Milano 7 Ottobre – Lo slogan: la riforma costituzionale garantisce più celerità nell’approvazione delle leggi e supera il bicameralismo paritario che finora ha causato perdita di tempo nel passaggio fra Camera e Senato. Il Sì al referendum confermerà l’attribuzione di larga parte del potere legislativo alla Camera, riservando al Senato solo competenze di rilievo territoriale. La realtà corrisponde allo slogan? Partiamo dalla composizione del nuovo Senato, che dovrebbe scendere da 315 a 100 persone; “dovrebbe”, perché di questo ramo del Parlamento faranno parte a vita, come oggi, gli ex presidenti della Repubblica (che però non rientrano nel calcolo), più un numero fino a cinque di personalità nominate dal Capo dello Stato: è il tetto massimo, quindi potrebbe anche essere inferiore. La quota certa è quella di 95 componenti indicati dalle regioni: 21 sindaci, uno per ogni consiglio regionale, e 74 consiglieri regionali, scelti da ciascuna Regione in relazione alla popolazione residente, con un minimo di due per Regione.
Non sono noti i criteri per individuare i consiglieri-senatori: nella Costituzione vi è un generico rinvio a una legge di attuazione, chiamata a garantire criteri di proporzionalità che salvaguardino le minoranze. Ma non si comprende come questa garanzia possa realizzarsi quando i senatori da indicare sono soltanto due (il che accade per 7 Regioni): con un mutamento così profondo del Senato, la modalità di composizione di esso è un mistero. Il nuovo Senato sarà un’assemblea la cui composizione varierà in continuazione, dal momento che ciascun senatore resta in carica fino a quando durano la consiliatura della Regione o del Comune da cui proviene. La prima ricaduta è che non si riuscirà mai a capire quale è la maggioranza, e questo, in un sistema che vanta semplificazione, ha riflessi di segno opposto: la stabilità è una delle condizioni dell’efficienza. È sufficiente ricordare che nella legislatura 2006/08 la differenza di maggioranza era determinata al Senato dalla presenza in aula dei 5-6 senatori a vita: l’incertezza che allora dipendeva dalle condizioni di salute di un numero così ristretto di componenti oggi diventa strutturale e complessiva. Nelle materie per le quali dovrà avere interlocuzione col nuovo Senato il Governo non potrà ricorrere al voto di fiducia, che è rimasto solo nel rapporto con la Camera.

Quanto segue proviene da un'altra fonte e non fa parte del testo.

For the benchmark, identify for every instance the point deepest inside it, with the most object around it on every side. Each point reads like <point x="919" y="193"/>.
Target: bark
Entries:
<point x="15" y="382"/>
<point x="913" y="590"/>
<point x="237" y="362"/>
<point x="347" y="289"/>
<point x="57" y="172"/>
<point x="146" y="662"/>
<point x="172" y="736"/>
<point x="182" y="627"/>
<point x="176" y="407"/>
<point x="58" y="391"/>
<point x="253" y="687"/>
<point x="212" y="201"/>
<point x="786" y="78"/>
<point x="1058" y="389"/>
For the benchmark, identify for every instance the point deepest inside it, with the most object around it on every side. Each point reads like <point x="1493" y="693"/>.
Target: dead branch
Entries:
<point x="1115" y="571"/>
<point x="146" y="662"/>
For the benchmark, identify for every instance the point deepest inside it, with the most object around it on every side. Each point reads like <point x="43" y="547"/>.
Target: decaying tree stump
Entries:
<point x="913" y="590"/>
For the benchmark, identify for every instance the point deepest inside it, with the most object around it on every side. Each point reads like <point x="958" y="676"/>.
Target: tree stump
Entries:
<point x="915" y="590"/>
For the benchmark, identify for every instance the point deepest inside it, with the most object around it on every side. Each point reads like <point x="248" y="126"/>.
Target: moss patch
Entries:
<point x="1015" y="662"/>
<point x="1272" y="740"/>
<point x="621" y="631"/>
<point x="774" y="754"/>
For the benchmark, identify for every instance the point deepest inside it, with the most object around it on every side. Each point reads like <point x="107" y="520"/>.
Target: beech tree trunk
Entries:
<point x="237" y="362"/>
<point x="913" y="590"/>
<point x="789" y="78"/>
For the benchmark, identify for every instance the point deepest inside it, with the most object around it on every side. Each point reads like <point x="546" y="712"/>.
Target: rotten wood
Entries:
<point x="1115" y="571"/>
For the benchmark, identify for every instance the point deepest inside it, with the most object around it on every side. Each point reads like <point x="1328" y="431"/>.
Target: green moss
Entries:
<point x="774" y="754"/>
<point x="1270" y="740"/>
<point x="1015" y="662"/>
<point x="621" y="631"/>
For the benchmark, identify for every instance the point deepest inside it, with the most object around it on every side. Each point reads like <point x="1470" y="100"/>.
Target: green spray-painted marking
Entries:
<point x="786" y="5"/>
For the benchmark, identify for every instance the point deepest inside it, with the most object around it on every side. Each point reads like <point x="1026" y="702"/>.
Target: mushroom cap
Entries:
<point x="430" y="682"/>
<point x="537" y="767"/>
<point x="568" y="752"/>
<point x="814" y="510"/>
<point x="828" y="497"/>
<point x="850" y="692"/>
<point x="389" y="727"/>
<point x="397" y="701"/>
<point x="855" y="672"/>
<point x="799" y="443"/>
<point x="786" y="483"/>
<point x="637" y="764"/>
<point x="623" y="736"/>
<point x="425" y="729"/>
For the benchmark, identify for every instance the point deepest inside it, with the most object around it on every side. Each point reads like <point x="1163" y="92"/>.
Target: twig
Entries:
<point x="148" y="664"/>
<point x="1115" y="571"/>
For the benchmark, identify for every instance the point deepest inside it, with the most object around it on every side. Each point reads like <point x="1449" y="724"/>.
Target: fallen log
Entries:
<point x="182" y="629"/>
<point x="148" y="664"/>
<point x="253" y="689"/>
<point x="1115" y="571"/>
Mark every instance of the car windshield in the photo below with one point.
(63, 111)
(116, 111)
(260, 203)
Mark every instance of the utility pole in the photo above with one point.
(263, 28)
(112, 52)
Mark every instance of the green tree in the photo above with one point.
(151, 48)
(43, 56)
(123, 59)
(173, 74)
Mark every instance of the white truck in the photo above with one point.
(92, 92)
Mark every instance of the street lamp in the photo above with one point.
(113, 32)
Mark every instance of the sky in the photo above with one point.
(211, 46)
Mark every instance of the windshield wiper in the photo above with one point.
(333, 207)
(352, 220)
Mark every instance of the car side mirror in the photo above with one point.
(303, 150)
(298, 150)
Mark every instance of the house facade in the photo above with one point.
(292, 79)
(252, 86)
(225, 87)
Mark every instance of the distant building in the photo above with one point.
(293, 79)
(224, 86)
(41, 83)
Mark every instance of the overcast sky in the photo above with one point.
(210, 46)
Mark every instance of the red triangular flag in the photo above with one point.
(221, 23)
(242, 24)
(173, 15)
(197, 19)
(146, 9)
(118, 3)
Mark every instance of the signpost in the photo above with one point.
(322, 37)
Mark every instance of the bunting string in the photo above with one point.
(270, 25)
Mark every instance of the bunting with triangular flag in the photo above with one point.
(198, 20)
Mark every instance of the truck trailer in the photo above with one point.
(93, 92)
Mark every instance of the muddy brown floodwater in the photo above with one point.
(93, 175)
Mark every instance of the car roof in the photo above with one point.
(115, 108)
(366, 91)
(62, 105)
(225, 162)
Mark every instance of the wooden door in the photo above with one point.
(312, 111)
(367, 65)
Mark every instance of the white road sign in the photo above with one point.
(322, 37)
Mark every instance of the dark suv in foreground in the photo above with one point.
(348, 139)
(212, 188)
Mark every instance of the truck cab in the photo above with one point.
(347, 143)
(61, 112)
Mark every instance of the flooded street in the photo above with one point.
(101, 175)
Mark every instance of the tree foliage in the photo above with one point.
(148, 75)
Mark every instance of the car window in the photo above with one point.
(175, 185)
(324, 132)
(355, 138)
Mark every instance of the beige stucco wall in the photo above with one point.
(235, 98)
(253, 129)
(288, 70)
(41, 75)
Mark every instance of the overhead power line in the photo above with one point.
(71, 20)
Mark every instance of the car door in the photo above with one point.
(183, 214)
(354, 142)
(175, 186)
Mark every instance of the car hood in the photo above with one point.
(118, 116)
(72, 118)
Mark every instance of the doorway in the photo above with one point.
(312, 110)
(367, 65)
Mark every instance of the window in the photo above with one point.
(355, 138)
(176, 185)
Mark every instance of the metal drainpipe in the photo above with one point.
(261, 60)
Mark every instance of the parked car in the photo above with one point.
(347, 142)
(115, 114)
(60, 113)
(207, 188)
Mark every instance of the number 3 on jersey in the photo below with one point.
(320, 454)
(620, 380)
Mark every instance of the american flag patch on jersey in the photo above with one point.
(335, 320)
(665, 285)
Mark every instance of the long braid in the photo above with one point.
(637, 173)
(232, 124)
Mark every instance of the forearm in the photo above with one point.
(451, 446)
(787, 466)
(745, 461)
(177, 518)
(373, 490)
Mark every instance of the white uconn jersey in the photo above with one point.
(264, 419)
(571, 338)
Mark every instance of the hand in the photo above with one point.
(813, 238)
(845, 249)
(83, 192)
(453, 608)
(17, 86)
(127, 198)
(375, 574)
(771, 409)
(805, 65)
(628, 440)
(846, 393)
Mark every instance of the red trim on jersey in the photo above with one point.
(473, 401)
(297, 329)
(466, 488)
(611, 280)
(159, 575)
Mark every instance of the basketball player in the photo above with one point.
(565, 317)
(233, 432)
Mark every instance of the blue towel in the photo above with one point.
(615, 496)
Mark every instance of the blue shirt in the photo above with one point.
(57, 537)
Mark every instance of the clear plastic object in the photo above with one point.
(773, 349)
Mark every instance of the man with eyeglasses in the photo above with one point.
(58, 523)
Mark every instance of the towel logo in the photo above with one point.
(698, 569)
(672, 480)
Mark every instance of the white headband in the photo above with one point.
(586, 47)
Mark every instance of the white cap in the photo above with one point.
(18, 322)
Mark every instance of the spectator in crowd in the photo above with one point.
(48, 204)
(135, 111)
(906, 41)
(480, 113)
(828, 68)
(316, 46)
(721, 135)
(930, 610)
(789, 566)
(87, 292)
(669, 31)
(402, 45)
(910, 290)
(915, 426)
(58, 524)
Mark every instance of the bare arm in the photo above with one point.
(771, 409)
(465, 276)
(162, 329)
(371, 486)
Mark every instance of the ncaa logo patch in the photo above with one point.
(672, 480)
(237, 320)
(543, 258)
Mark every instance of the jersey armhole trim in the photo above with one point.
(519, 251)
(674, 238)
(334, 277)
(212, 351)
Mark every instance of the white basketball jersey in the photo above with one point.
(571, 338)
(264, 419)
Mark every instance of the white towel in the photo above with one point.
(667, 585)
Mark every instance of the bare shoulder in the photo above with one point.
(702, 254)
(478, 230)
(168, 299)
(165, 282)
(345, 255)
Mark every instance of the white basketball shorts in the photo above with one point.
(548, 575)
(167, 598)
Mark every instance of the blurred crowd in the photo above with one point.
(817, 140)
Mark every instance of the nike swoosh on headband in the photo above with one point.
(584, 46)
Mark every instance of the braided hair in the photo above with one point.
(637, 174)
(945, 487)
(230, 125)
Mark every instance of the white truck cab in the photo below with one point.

Quanto alle materie di competenza, il nuovo art. 78 Cost. lascia che lo stato di guerra sia dichiarato dalla sola Camera dei deputati; il nuovo art. 79 conferisce l’esclusiva alla Camera per amnistia e indulto; il nuovo art. 94 riserva solo alla Camera il potere di concedere o revocare la fiducia al Governo. È accettabile che passi così significativi nella vita della Nazione prescindano dalla valutazione del Parlamento nella sua interezza?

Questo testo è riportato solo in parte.